Proponents say it aids in weight loss, cholesterol control, and blood sugar management.

However, limited and inconsistent clinical trials make the proclaimed advantages questionable. For instance, a significant dropout rate in clinical trials makes conclusions challenging.

There are hints at potential weight loss, but mechanisms (e.g., reduced intake or metabolic benefits) remain unclear.


Rachel Rodgers, an applied psychology expert, expresses reservations about IF. She sees it as a rule-based system that can lead to an unhealthy binge-restriction cycle.

Lack of substantial data prevents clear insight into any long-term side effects. Rodgers fears it might augment rule-dependent habits and possibly spur disordered eating or other mental health issues.

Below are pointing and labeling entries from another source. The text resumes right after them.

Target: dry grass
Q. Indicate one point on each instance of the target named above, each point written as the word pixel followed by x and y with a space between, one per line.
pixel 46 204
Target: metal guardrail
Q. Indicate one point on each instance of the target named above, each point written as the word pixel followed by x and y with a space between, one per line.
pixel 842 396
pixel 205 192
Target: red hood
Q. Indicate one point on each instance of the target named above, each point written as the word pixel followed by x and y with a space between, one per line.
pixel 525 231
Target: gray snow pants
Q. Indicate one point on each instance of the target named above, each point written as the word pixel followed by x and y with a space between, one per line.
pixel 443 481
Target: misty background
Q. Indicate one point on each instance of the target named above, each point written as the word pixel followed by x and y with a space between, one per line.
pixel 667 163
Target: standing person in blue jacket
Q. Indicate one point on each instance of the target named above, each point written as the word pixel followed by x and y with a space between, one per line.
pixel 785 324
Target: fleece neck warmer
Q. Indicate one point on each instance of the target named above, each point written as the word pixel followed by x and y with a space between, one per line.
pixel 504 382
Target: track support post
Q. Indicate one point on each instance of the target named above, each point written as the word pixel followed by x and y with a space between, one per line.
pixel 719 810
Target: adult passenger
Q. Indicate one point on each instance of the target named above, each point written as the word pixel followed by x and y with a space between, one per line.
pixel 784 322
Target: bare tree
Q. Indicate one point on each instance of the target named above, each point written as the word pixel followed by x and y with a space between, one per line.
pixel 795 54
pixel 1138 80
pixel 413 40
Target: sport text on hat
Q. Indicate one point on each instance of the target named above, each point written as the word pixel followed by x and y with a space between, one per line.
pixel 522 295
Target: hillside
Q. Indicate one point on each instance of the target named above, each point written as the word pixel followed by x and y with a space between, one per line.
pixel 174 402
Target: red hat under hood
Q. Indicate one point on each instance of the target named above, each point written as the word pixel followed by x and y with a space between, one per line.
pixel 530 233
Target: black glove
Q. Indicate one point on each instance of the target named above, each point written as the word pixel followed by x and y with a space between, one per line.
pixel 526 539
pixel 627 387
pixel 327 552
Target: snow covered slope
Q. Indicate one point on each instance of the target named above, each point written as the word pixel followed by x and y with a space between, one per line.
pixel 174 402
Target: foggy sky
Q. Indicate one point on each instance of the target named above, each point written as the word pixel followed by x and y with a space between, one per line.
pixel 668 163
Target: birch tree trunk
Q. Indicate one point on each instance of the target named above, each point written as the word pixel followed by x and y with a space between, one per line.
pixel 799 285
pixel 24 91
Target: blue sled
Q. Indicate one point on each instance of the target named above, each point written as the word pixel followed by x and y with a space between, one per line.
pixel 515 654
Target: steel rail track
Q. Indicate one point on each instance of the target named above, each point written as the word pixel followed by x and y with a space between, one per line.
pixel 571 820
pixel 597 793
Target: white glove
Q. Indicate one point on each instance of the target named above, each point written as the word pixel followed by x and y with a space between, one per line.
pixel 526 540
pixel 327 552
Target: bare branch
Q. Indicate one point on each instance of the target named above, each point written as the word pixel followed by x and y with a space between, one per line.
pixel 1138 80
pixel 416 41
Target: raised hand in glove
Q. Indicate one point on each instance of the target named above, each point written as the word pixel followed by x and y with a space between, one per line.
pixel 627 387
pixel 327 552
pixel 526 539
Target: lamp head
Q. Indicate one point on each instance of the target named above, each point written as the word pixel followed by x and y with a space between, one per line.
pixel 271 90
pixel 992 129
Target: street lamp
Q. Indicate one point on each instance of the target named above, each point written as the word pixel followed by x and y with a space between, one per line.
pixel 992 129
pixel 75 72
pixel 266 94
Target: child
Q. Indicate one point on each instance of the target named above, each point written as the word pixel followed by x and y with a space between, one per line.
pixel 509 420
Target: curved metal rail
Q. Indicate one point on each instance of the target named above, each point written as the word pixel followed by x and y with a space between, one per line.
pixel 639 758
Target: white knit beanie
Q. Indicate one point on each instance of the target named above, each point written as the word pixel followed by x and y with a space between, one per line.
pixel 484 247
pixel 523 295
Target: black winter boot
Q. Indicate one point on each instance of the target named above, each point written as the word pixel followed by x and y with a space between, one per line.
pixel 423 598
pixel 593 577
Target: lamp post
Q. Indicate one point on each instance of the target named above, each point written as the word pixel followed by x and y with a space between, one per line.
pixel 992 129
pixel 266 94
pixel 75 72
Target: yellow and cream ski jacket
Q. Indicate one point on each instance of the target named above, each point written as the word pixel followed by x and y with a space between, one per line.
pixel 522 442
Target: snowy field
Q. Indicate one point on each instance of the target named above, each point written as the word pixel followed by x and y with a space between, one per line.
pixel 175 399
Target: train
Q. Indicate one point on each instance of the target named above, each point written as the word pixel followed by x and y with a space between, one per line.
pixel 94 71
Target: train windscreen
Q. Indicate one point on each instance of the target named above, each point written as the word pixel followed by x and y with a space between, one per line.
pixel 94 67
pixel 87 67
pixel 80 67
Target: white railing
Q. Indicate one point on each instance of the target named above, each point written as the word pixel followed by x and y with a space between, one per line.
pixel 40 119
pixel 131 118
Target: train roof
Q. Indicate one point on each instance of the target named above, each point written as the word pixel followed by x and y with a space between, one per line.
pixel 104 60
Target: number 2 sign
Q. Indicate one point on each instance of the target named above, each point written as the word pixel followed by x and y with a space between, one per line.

The appeal of IF might stem from its emphasis on when to eat, not what to eat, which some find less restrictive.

The modern food environment, with aggressive marketing and engineered foods that make moderation hard, might make IF’s clear-cut approach seem more manageable.

A Healthier Approach?

Rodgers believes in flexible approaches tailored to individual needs. Such methods prioritize physical cues like hunger and satiety, promoting a deeper understanding of one’s body.

Intuitive Eating: Rejects diet culture, emphasizing attunement to hunger, satiety, and personal preferences.

Mindful Eating: Focuses on savoring and appreciating food, encouraging nonjudgmental attention to the act of eating.

Rodgers emphasizes the importance of understanding why drastic diets like IF become appealing.

The challenge lies in our food environment, where processed and calorie-dense foods dominate, making moderation difficult.

As such, the critical question is not whether IF is the right solution, but how we’ve come to perceive it as one.